2. The low-power, self-checkout shopping receptacle in accordance with claim 1, wherein the operations further comprise:

identify dynamic content within the area of interest associated with the shopping receptacle, the dynamic content related to image content from the one or more image sensors that changes over time; and

process only the dynamic content to determine one or more features of an additional product that is imaged by the one or more sensors.

3. The low-power, self-checkout shopping receptacle in accordance with claim 1, wherein the operations further comprise:

recognize, using computational logic and the product database, the product identification for each of the one or more products in the shopping receptacle; and

display the product identification for each of the one or more products in an electronic display.

4. The low-power, self-checkout shopping receptacle in accordance with claim 1, wherein the operations further comprise, wherein the computer hardware comprises:

a programmable processor; and

a non-transitory machine-readable medium storing instructions that, when executed by the processor, cause the at least one programmable processor to perform at least some of the operations.

5. The low-power, self-checkout shopping receptacle in accordance with claim 1, wherein the one or more features includes a barcode.

6. A system comprising:

a shopping receptacle configured to be moved within a shopping environment;

one or more image sensors arranged on the shopping receptacle; and

computer hardware connected with the one or more image sensors, and configured to perform operations comprising: demarcate an area of interest associated with the shopping receptacle within a field of view (FOV) of the one or more image sensors and within the shopping environment; detect features of one or more products that are imaged by the one or more image sensors in the area of interest associated with the shopping receptacle; and associate the detected features of the one or more products with a product database to determine a product identification for each of the one or more products that are imaged by the one or more image sensors.

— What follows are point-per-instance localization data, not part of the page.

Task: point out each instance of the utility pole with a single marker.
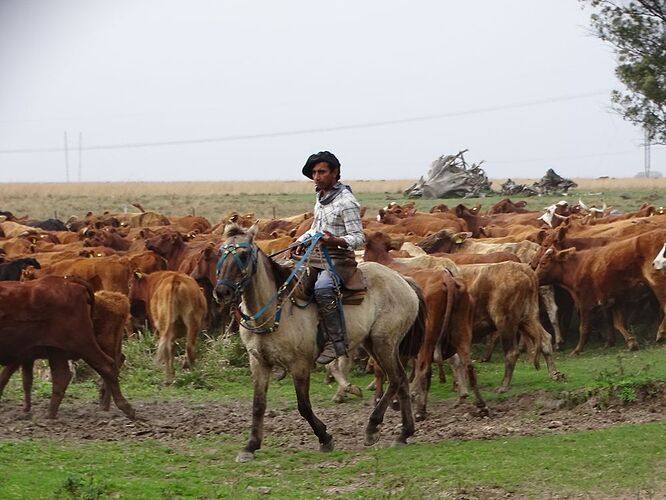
(80, 143)
(66, 159)
(646, 146)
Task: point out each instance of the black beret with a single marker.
(322, 156)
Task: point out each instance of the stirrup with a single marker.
(327, 354)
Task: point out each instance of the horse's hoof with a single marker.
(371, 438)
(484, 411)
(244, 456)
(354, 390)
(328, 447)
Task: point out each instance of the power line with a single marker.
(267, 135)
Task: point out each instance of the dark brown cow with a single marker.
(52, 316)
(176, 308)
(109, 316)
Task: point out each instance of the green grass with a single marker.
(220, 374)
(621, 461)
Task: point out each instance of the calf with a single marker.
(11, 271)
(52, 317)
(176, 307)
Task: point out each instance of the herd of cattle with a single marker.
(77, 289)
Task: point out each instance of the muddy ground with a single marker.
(528, 415)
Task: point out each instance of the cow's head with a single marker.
(659, 262)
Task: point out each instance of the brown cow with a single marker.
(607, 277)
(446, 241)
(176, 308)
(105, 273)
(109, 316)
(506, 301)
(448, 322)
(53, 316)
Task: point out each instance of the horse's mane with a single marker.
(279, 272)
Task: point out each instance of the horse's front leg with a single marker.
(260, 377)
(301, 376)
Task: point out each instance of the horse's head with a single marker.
(237, 262)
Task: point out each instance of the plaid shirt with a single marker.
(341, 217)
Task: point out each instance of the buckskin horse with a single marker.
(390, 310)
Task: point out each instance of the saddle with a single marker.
(353, 291)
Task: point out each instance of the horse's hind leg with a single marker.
(339, 370)
(260, 377)
(394, 371)
(302, 385)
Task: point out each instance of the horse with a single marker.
(390, 311)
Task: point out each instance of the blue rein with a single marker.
(237, 287)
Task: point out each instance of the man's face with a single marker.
(324, 176)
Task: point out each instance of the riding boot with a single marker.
(336, 344)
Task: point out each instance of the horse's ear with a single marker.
(252, 232)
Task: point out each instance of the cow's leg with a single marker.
(437, 359)
(301, 377)
(423, 374)
(619, 324)
(60, 378)
(165, 355)
(6, 374)
(547, 294)
(191, 348)
(106, 368)
(543, 344)
(584, 330)
(261, 375)
(509, 344)
(27, 379)
(491, 342)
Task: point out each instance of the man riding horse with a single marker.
(337, 216)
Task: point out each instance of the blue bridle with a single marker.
(232, 249)
(238, 286)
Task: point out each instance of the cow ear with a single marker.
(458, 238)
(252, 232)
(565, 254)
(396, 244)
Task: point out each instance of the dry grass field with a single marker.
(277, 198)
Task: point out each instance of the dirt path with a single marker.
(530, 415)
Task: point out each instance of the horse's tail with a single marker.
(411, 343)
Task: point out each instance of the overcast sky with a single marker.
(248, 89)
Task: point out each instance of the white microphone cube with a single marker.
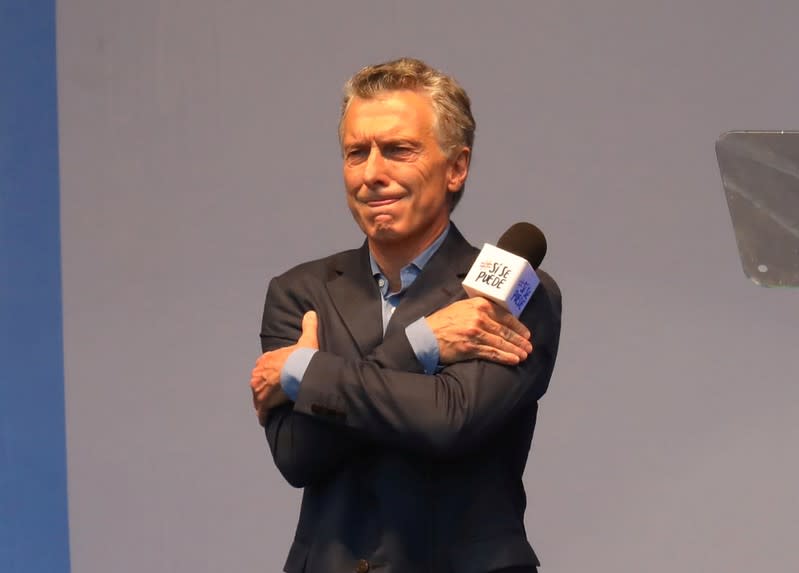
(502, 277)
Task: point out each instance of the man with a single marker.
(404, 410)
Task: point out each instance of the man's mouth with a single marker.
(382, 202)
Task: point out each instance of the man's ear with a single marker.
(458, 169)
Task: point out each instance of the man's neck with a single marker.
(393, 256)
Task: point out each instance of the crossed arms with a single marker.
(490, 369)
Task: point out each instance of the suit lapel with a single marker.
(357, 299)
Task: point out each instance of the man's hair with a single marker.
(454, 122)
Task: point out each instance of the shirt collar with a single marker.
(417, 264)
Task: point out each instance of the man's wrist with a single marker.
(294, 369)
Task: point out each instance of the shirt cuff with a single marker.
(424, 344)
(294, 369)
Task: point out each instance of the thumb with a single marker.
(310, 324)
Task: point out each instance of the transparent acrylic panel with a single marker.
(760, 174)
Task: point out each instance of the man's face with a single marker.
(396, 175)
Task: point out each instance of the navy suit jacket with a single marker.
(403, 472)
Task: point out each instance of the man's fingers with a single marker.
(505, 343)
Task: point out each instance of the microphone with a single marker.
(505, 274)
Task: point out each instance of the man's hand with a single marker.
(265, 379)
(477, 328)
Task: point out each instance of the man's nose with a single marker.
(375, 169)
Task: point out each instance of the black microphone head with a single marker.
(525, 240)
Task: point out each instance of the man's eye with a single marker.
(398, 151)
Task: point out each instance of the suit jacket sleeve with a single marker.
(387, 399)
(305, 449)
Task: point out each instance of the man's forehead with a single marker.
(391, 113)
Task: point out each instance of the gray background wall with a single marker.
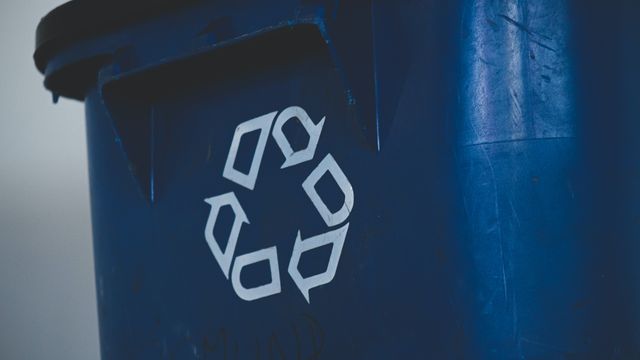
(47, 293)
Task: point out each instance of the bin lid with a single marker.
(81, 19)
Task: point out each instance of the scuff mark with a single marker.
(543, 45)
(498, 224)
(522, 27)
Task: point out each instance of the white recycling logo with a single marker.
(226, 257)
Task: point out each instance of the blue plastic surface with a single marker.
(492, 149)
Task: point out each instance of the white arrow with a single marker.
(335, 237)
(225, 257)
(296, 157)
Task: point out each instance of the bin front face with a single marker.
(364, 180)
(273, 238)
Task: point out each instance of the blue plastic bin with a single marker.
(322, 179)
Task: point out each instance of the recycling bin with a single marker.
(364, 179)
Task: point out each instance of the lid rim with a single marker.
(77, 20)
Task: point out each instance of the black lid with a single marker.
(81, 19)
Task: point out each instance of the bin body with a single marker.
(361, 180)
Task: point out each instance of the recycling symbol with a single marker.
(232, 264)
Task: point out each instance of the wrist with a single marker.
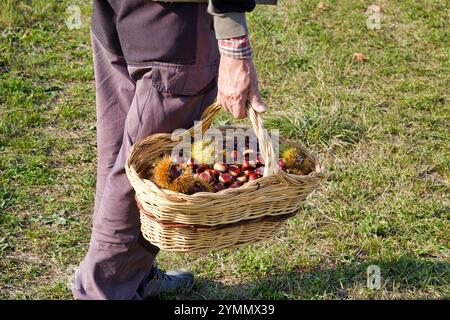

7. The system in accordance with claim 6, wherein the operations further comprise:

identify dynamic content within the area of interest associated with the shopping receptacle, the dynamic content related to image content from the one or more image sensors that changes over time; and

process only the dynamic content to determine features of an additional product that is imaged by the one or more sensors.

8. The system in accordance with claim 6, wherein the operations further comprise:

recognize, using computational logic and the product database, the product identification for each of the one or more products in the shopping receptacle; and

display the product identification for each of the one or more products in an electronic display.

9. The system in accordance with claim 6, wherein the one or more image sensors includes a barcode reader.

10. The system in accordance with claim 6, wherein the one or more image sensors includes a QR code reader.